Pourquoi HubSpot a déjà coupé les appels depuis un numéro mobile
HubSpot a supprimé, depuis le 1er juin 2025, l’émission d’appels commerciaux via des numéros mobiles (06/07) dans son outil Calling. La décision anticipe la doctrine de l’ARCEP : un numéro mobile est réservé à une personne physique unique appelant depuis un terminal mobile. Un SDR qui compose 80 numéros par jour depuis un poste VoIP sort de ce cadre. L’éditeur a modifié son produit avant même la publication du décret d’application.
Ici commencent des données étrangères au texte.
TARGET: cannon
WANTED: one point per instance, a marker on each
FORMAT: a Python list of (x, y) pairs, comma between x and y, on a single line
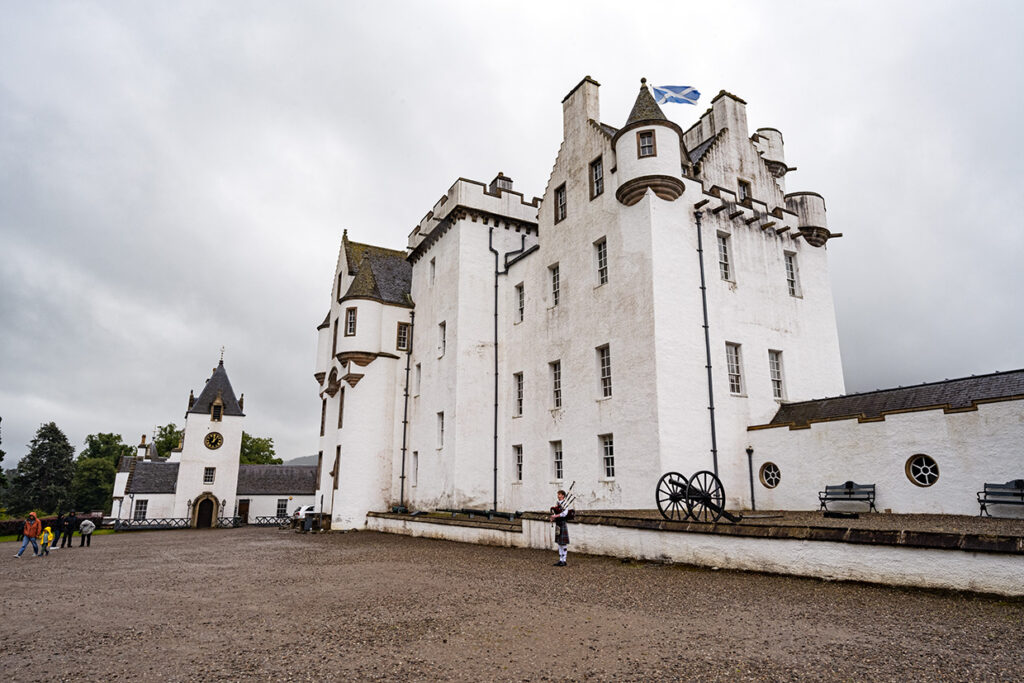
[(701, 498)]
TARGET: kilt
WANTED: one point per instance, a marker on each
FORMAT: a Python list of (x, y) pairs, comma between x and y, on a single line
[(561, 532)]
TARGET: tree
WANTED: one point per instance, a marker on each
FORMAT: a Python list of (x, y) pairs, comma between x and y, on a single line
[(105, 446), (92, 486), (168, 438), (257, 451), (43, 478)]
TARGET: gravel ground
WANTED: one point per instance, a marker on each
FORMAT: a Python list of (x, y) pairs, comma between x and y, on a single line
[(257, 603)]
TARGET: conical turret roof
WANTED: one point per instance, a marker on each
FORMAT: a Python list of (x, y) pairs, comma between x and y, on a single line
[(645, 109), (217, 385)]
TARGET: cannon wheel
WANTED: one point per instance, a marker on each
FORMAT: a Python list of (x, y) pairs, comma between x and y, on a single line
[(671, 495), (705, 497)]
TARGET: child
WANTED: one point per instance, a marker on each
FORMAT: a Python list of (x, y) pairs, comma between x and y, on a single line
[(558, 514), (46, 539)]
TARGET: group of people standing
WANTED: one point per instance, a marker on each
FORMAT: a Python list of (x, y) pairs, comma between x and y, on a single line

Combien coûte une séquence de prospection non conforme ?
Le risque financier n’est plus théorique. Une entreprise des Hauts-de-Seine spécialisée dans la rénovation énergétique a été condamnée en mai 2026 à 376 080 euros d’amende pour démarchage téléphonique abusif, un dossier rapporté par la presse locale et confirmé par la DGCCRF. Les textes actuels prévoient une amende pouvant atteindre 75 000 euros pour une personne physique et 375 000 euros pour une personne morale. La sanction de mai 2026 se situe tout près de ce plafond. Aucune de ces amendes ne cible pour l’instant une séquence B2B pure. Le précédent existe et il est documenté publiquement, ce qui change la lecture du risque pour toute direction commerciale qui externalise ses appels à un centre d’appels tiers.

Le parallèle avec la délivrabilité email que les équipes outbound connaissent déjà
La mécanique n’est pas nouvelle pour qui gère du cold mail. Gmail et Yahoo exigent depuis février 2024 un alignement SPF/DKIM/DMARC pour les expéditeurs volumineux, sous peine de voir leurs messages filtrés avant même d’atteindre la boîte de réception. Le téléphone suit la même trajectoire réglementaire que l’email a déjà prise : d’abord l’auto-régulation via des listes d’opposition, puis l’obligation de preuve positive imposée à l’expéditeur. Un ICP mal ciblé ou une base achetée sans traçabilité pose exactement le même problème sur les deux canaux. Elle dégrade la réputation de l’IP ou du numéro appelant et le reply rate en paie le prix avant même que la sanction ne tombe. Vérifier l’origine de chaque contact avant de lancer la prochaine cadence reste le geste le plus simple pour éviter de cumuler le risque réglementaire et la perte de performance. Un abonnement Lemwarm à 50 euros par mois n’y changera rien si la liste appelée derrière contient des numéros collectés il y a trois ans, jamais mis à jour, jamais recroisés avec une base de désinscription : le warmup ne corrige pas une liste mal qualifiée.
Le décret d’application de la fréquence des appels reste à publier. Peu de stacks cold outbound peuvent aujourd’hui prouver, contact par contact, d’où vient chaque numéro composé la semaine prochaine.